Riforme: consulenti lavoro, cambiare articolo V Costituzione

“I problemi determinati dalla riforma del 2001 impongono una urgente revisione del Titolo V della Costituzione, con un obiettivo doveroso: uno Stato efficiente e costi minimi per i cittadini”. E’ quanto chiedono i consulenti che oggi, in occasione dell’apertura dell’8° congresso nazionale di categoria a Fiuggi, hanno presentato un manifesto la riforma dell’articolo V della Costituzione.

Per i consulenti, “in primo luogo, va attribuita allo Stato la competenza e la responsabilità per l’attivazione al lavoro del disoccupato: i moderni sistemi di welfare europeo stabiliscono l’obbligo per chi perde il lavoro di ricevere un sussidio che sia condizionato alla partecipazione obbligatoria a interventi di attivazione e reimpiego: senza questo diritto-dovere il nostro sistema di welfare resta di tipo assistenziale e la promozione del lavoro viene realizzata al di fuori da ogni responsabilità istituzionale”.

“Per questo motivo è fondamentale -insistono i professionisti- che la responsabilità dell’attivazione al lavoro sia definita come diritto costituzionalmente garantito e parte del patto di cittadinanza che lega gli italiani e come tale definito dalla responsabilità primaria dello Stato e non delle singole regioni. Rendere attuali gli articoli 1 e 3 della Costituzione significa compiere questa scelta”.

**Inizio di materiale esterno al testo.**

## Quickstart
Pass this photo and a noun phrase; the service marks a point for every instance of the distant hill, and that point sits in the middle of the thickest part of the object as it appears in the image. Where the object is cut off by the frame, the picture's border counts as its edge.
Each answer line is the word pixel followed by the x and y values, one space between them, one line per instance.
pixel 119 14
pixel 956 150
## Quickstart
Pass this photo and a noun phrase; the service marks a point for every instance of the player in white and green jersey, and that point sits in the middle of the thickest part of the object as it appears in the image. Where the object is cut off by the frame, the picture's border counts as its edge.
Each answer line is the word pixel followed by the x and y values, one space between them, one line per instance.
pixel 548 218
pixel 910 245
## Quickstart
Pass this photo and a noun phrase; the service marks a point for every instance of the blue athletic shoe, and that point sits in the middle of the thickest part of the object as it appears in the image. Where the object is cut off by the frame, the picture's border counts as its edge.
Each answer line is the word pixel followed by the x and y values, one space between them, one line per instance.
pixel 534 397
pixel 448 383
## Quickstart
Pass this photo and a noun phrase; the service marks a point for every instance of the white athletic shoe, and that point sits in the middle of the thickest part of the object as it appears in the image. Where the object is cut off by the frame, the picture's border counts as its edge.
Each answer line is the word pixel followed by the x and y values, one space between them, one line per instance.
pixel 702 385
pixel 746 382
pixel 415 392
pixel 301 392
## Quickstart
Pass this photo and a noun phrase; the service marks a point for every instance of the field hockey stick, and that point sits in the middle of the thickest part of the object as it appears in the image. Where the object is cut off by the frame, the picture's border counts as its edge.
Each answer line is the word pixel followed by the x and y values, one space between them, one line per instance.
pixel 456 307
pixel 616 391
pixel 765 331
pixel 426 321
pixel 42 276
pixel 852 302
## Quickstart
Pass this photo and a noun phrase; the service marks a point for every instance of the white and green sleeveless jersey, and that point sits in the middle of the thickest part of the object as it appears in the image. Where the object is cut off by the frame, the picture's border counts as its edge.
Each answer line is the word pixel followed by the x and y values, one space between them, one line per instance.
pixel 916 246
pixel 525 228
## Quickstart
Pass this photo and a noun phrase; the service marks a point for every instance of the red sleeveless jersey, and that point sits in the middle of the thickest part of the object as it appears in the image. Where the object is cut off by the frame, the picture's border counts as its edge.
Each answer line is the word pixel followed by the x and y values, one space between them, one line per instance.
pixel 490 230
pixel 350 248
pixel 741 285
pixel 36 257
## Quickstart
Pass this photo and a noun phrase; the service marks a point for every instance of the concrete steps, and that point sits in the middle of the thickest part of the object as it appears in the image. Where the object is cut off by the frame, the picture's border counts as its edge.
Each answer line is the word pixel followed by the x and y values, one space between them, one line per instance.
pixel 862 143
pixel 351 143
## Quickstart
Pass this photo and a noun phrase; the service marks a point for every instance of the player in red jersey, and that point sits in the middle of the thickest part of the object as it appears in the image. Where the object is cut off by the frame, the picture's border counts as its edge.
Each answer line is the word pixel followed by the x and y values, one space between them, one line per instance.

Secondo i consulenti del lavoro, “inoltre, la riforma dell’art. 117 della Costituzione assume rilevanza fondamentale nel più ampio disegno di semplificazione ed evoluzione del mercato del lavoro e per la sempre più impellente necessità di ridefinizione del carico fiscale”. “E’ necessario -sostengono- ovviare immediatamente alla frammentazione delle normative locali, foriere di contenzioso innanzi tutto proprio per la definizione degli incerti confini che oggi le caratterizzano. Ciò oltre alla necessità di ovviare a disparità fra cittadini ed imprese soltanto perché operanti in Regioni diverse: si tratta di dare carattere nazionale -spiegano i professionisti- al patto di cittadinanza fondato sul lavoro”.

Dai servizi per l’impiego ai tirocini, dall’apprendistato alla cassa integrazione, sono diverse le materie e i profili per i quali è impellente l’intervento del legislatore. Per i consulenti del lavoro, “l’Italia è ancora oggi l’unico paese europeo in cui chi riceve il sussidio di disoccupazione non ha il diritto-dovere a partecipare ad azioni dirette al reimpiego e all’attivazione al lavoro”.

“Questo principio -dicono- è centrale nella riforma degli ammortizzatori sociali e richiede che le politiche attive e i servizi per il lavoro siano resi più efficienti. Questo principio non può non avere una garanzia di natura costituzionale ed essere posto in capo alle funzioni dello Stato, come parte del patto di cittadinanza”.

E ancora, per i consulenti del lavoro, “servono livelli essenziali delle prestazioni dei servizi per il lavoro definiti a livello nazionale e serve un sistema di accreditamento dei servizi competenti unico su base nazionale”. I professionisti ricordano che “i servizi per la gestione delle politiche attive e passive sono gestiti a livello locale e spesso in contrasto non solo sul piano nazionale ma anche su quello regionale stesso in relazione alle direttive provinciali”. “Le comunicazioni telematiche per la gestione dei rapporti di lavoro dovrebbero essere semplificate e convogliate in un unico nodo nazionale da cui le pubbliche amministrazioni possono agevolmente attingere i dati a loro necessari”, osservano.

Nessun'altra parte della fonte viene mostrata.